Yesterday, I wrote about how Google may be looking at the semantics associated with HTML heading elements, and the content that they head, and how the search engine might be looking at such content with similar headings across the Web to determine how much weight to give words and phrases within those headings.
That post was originally part of the introduction to this post, but it developed a life of its own, and I ran with it. Here, we’re going to look at semantics related to other HTML structures, primarily lists, and tables.
I’m going to bundle a handful of patents together for this choice of one of the 10 most important SEO patents since I think they work together to illustrate how a search engine might use semantic structures to learn about how words and concepts might be related to each other on the Web. Some of these patents are older, and one of them is a pending patent application published this week. I’m also going to include several white papers that help define a process that might seem to be very much behind the scenes at Google. I’m going to focus upon Google with this post, though expect that similar things may also be happening at other search engines as well.
Google Sets was a service retired earlier this year through Larry Page’s “more wood behind fewer arrows” initiative, but when it was active, it was the longest-running beta service running at Google, and it spent its last few years in Google Labs.
The process behind Google Sets sounds simple enough.
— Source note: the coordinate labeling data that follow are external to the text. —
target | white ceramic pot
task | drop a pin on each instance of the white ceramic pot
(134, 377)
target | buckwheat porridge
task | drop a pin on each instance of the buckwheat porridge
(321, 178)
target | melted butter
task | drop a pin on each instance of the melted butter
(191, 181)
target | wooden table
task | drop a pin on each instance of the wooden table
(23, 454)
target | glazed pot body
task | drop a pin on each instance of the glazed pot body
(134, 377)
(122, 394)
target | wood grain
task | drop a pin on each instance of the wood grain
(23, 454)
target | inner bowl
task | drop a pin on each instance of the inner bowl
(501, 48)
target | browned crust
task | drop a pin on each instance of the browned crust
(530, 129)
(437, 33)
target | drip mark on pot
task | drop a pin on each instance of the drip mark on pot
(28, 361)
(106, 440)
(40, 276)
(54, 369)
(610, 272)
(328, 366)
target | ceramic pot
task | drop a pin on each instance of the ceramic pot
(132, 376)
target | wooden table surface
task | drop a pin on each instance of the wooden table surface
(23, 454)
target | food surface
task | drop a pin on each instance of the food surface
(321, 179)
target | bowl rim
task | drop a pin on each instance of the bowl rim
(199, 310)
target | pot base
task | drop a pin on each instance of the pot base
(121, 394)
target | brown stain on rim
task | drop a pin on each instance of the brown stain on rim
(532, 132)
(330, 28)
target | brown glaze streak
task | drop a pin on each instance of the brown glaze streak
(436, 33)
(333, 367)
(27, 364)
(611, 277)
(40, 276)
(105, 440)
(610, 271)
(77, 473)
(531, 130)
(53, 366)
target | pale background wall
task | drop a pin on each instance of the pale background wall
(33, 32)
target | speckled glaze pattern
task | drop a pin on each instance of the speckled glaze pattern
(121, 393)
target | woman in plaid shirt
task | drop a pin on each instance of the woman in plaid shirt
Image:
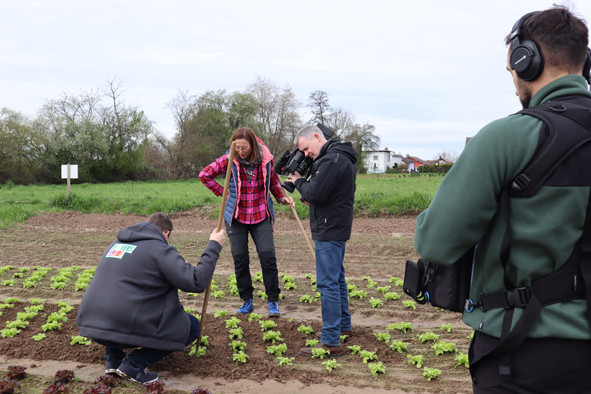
(249, 209)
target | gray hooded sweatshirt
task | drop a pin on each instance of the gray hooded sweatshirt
(133, 297)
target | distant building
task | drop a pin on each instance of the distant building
(414, 163)
(379, 161)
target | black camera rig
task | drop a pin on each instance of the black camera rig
(296, 161)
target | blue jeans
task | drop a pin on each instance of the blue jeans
(140, 357)
(334, 296)
(262, 235)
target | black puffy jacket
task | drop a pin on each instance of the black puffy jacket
(331, 191)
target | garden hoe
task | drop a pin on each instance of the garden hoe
(218, 228)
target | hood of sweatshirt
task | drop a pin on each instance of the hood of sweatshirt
(140, 232)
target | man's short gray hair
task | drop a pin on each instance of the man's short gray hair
(307, 132)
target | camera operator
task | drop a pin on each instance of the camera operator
(546, 57)
(133, 302)
(330, 193)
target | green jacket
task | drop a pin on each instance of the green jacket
(545, 227)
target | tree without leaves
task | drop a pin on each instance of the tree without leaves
(318, 102)
(277, 114)
(106, 140)
(21, 149)
(204, 127)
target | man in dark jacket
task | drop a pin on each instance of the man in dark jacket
(132, 301)
(330, 193)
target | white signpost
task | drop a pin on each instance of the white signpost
(69, 171)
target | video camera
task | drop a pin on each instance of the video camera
(296, 161)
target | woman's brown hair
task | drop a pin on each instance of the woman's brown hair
(245, 133)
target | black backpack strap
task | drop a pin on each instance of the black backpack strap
(574, 123)
(572, 118)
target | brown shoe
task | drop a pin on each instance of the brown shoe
(334, 351)
(347, 333)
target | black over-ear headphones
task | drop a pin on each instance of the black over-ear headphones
(526, 58)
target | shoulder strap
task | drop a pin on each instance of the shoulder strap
(570, 119)
(569, 127)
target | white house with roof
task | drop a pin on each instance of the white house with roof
(379, 161)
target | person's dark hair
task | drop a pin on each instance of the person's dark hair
(161, 220)
(246, 133)
(561, 36)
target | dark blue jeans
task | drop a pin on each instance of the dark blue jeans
(334, 295)
(140, 357)
(262, 235)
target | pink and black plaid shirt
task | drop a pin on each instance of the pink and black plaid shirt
(251, 207)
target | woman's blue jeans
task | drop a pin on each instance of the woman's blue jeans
(334, 295)
(140, 357)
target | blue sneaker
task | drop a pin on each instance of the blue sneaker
(128, 371)
(247, 307)
(274, 309)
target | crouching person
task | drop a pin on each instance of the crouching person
(132, 301)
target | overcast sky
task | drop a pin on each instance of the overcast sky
(426, 73)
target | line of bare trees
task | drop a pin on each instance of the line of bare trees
(112, 141)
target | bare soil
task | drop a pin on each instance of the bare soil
(376, 253)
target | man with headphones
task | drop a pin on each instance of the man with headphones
(548, 59)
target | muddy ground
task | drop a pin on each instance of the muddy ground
(376, 253)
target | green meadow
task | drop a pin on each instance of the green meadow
(377, 195)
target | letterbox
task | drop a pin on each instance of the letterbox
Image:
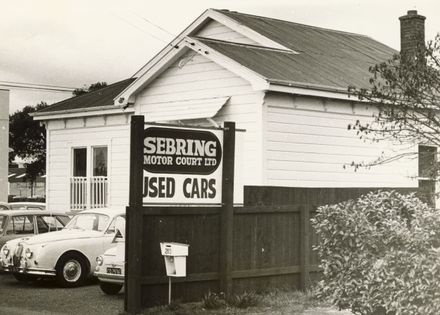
(175, 258)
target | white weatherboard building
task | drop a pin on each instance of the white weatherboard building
(284, 83)
(4, 144)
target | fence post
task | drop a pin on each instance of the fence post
(227, 212)
(305, 246)
(133, 228)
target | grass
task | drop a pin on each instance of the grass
(274, 302)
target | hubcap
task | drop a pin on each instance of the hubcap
(72, 271)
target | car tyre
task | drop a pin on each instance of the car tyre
(22, 277)
(71, 270)
(110, 288)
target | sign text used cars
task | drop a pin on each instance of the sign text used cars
(182, 166)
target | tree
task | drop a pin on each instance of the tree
(27, 138)
(93, 87)
(406, 92)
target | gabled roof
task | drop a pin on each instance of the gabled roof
(320, 57)
(288, 68)
(98, 98)
(290, 57)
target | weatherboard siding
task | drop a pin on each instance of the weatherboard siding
(195, 77)
(307, 144)
(216, 30)
(95, 131)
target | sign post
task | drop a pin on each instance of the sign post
(174, 165)
(182, 165)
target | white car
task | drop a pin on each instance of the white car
(68, 255)
(110, 268)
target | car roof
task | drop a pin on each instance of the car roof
(108, 211)
(30, 212)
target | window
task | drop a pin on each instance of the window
(3, 220)
(80, 162)
(117, 222)
(427, 161)
(427, 173)
(100, 161)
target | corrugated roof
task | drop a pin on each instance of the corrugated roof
(187, 109)
(101, 97)
(325, 57)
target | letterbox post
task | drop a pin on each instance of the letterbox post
(227, 212)
(133, 242)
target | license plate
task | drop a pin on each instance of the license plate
(114, 271)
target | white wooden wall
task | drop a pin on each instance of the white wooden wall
(4, 147)
(199, 78)
(111, 131)
(307, 144)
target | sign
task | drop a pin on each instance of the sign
(182, 165)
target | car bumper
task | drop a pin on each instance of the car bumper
(106, 277)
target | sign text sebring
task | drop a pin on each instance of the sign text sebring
(192, 156)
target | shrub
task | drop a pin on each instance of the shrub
(380, 254)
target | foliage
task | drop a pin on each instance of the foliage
(380, 254)
(406, 92)
(244, 300)
(93, 87)
(27, 138)
(213, 301)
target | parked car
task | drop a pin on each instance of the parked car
(25, 205)
(23, 223)
(110, 269)
(68, 255)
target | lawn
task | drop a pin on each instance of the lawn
(275, 302)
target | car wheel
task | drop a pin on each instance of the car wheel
(22, 277)
(71, 270)
(110, 288)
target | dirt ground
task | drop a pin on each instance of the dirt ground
(47, 298)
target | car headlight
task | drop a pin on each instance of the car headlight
(99, 260)
(5, 251)
(28, 253)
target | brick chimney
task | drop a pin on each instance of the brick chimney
(412, 32)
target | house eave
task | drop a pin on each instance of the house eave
(311, 90)
(82, 112)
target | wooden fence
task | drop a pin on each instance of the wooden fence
(272, 243)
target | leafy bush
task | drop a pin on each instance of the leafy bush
(213, 301)
(244, 300)
(380, 254)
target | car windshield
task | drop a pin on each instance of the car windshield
(2, 223)
(89, 222)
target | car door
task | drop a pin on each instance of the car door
(18, 226)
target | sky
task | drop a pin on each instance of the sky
(74, 43)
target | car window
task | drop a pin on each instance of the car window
(89, 221)
(112, 227)
(23, 224)
(3, 220)
(48, 223)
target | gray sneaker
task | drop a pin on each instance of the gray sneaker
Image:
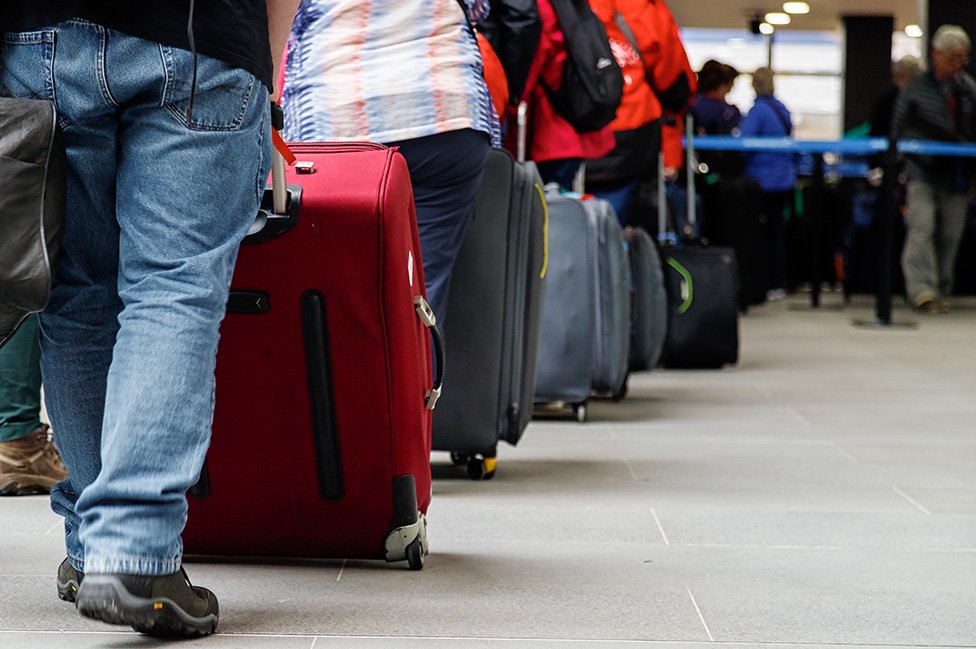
(69, 580)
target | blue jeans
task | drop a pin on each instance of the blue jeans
(157, 207)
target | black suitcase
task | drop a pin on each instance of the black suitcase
(735, 219)
(649, 301)
(702, 287)
(493, 315)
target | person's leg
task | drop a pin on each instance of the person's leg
(952, 223)
(621, 198)
(78, 327)
(446, 171)
(186, 195)
(29, 463)
(20, 384)
(562, 172)
(918, 257)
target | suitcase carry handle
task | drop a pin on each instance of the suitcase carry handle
(429, 320)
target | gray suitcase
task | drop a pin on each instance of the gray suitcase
(492, 321)
(584, 344)
(611, 350)
(649, 301)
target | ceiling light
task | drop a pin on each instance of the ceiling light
(796, 7)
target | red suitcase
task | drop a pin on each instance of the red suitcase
(322, 426)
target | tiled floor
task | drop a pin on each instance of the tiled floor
(820, 494)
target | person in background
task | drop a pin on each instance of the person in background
(902, 71)
(553, 144)
(167, 132)
(939, 104)
(713, 114)
(775, 172)
(404, 73)
(513, 28)
(29, 462)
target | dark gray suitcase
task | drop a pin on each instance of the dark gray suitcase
(611, 349)
(649, 302)
(564, 369)
(585, 343)
(492, 322)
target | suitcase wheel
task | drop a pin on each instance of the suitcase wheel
(482, 468)
(479, 468)
(580, 411)
(415, 554)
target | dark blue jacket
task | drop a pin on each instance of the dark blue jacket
(773, 171)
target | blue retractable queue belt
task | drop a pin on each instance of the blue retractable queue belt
(863, 147)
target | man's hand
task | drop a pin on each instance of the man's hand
(281, 13)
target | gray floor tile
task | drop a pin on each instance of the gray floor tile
(819, 494)
(844, 596)
(132, 640)
(828, 530)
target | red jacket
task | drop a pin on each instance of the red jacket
(658, 81)
(550, 136)
(674, 81)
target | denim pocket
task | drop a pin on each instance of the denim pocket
(221, 96)
(27, 65)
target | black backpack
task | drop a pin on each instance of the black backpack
(592, 83)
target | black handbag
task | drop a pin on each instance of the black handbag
(33, 165)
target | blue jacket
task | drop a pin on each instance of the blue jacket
(773, 171)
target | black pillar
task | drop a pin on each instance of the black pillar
(867, 64)
(952, 12)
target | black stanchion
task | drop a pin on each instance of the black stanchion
(888, 212)
(818, 194)
(814, 203)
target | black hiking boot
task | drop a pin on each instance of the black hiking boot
(69, 580)
(157, 605)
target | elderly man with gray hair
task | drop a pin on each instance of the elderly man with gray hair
(939, 104)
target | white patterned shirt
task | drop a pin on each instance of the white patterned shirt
(385, 70)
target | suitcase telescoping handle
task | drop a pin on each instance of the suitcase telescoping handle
(430, 321)
(690, 168)
(522, 122)
(279, 190)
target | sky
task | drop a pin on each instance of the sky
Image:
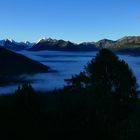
(73, 20)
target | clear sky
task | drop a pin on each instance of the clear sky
(74, 20)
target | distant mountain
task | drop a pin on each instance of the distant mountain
(61, 45)
(12, 45)
(105, 43)
(127, 42)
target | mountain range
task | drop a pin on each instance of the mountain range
(128, 42)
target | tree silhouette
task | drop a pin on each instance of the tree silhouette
(108, 75)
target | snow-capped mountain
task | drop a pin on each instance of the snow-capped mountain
(13, 45)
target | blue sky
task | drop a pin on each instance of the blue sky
(74, 20)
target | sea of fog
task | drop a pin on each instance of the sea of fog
(66, 64)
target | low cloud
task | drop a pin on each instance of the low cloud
(137, 17)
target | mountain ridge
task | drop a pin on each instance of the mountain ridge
(62, 45)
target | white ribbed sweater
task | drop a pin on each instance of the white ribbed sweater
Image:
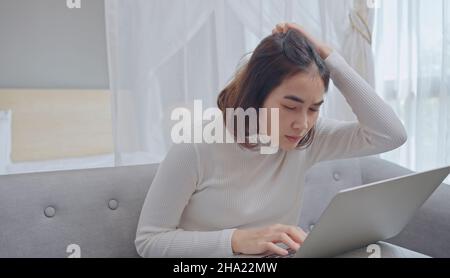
(203, 192)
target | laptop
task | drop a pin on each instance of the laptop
(363, 215)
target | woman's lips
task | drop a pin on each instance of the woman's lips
(293, 139)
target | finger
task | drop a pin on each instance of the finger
(272, 247)
(295, 233)
(279, 28)
(284, 238)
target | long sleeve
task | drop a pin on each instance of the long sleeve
(157, 233)
(377, 130)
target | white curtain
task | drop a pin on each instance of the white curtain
(5, 140)
(412, 46)
(164, 54)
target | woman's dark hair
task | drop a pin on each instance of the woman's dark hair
(277, 57)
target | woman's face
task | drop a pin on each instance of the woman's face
(298, 98)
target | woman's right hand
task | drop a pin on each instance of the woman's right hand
(260, 240)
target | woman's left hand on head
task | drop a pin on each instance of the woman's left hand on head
(323, 49)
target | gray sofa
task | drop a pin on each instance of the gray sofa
(43, 214)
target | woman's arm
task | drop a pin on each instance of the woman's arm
(158, 234)
(377, 130)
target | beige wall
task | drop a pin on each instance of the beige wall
(55, 124)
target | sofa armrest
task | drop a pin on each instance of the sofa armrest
(429, 230)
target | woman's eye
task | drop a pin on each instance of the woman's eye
(288, 107)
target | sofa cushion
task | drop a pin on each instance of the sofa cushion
(41, 214)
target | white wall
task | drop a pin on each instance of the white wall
(43, 44)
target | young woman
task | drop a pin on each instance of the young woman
(216, 200)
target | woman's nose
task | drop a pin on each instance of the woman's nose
(301, 124)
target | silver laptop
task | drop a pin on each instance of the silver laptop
(363, 215)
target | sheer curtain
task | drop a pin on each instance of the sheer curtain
(412, 50)
(164, 54)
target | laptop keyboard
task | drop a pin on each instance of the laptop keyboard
(289, 255)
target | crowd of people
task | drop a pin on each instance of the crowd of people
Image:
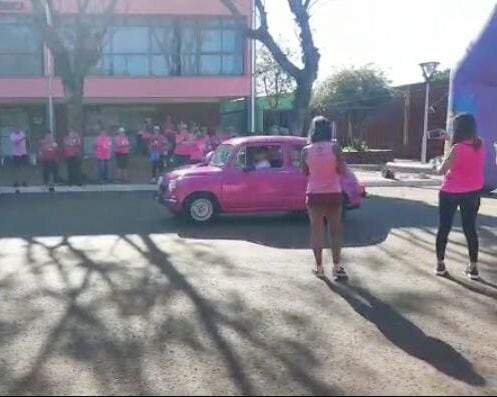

You entered some terms that might be members of the same set, and Google would tell you other terms that might also be members of that set.
The patent behind Google Sets was System and methods for automatically creating lists, filed originally in 2003, and what was interesting about it is that it extracted information in list format from the Web to find terms that were related in some manner. Those lists weren’t limited to HTML list elements, but could also be content formatted in some list like form, such as:
- HTML tags (e.g., <UL>, <OL>, <DL>, <H1>-<H6> tags).
- Items placed in a table,
- Items separated by commas or semicolons,
- Items separated by tabs.
- Other ways.
Google was taking advantage of the formatting of HTML list items, but it wasn’t relying upon them solely.
Lists, Titles, Headings and Semantic Closeness
When I originally planned this series and was trying to decide which patents to include, this particular patent was one of my first choices, not because it received much fanfare when I wrote about it in 2010 in Google Defines Semantic Closeness as a Ranking Signal, but rather because it illustrated so well how Google was considering the semantics of HTML elements.
Quite simply, every item in a list is equally as close to the heading of that list. When we think about SEO, and how relevant a search engine might consider a page to be for a specific phrase, one of our first impulses is to believe that the closer the words within that phrase might be to each other, the more relevant a search engine is going to find them to be for the phrase.
But the semantics of a list confuses that somewhat.
The heading for a list can be a heading element such as a <h2>, but it doesn’t have to be. It could also be regular paragraph text that stands out in some way, such as the use of a larger font.
The patent also goes on to tell us that it isn’t limiting semantic closeness to just lists:
For headings and titles, a term in the title of a document may be considered to be close to every other term in document regardless of the word count between the terms. Similarly, a term occurring in a heading may be considered to be very close to other terms that are below the heading in the tree structure.
So, words in the HTML title element of a page are equally the same distance to every word on a page.
Words in an HTML heading element on a page are equally the same distance to every word that they are a heading for.
Semantically Distinct Regions of a Page
In addition to looking at explicit HTML semantic structures on a page, or implicit structures like lists within the text that are separated by commas or HTML break elements <br />, a search engine might also attempt to understand how different parts of a page are grouped and understand how those parts are related to both each other and the other groupings on a page.
In the Google patent, Determining semantically distinct regions of a document, we are told that Google may perform a pseudo-rendering of a web page when it crawls the page to determine “the approximate position and size of each element of the document” to identify semantically distinct regions of a document.
Each of these regions, or “chunks” as the patent calls them, can play a role in several search-related applications. For example:
Link analysis – Links in different semantic regions might be assigned different weights. Sounds like one of the features of the reasonable surfer patent.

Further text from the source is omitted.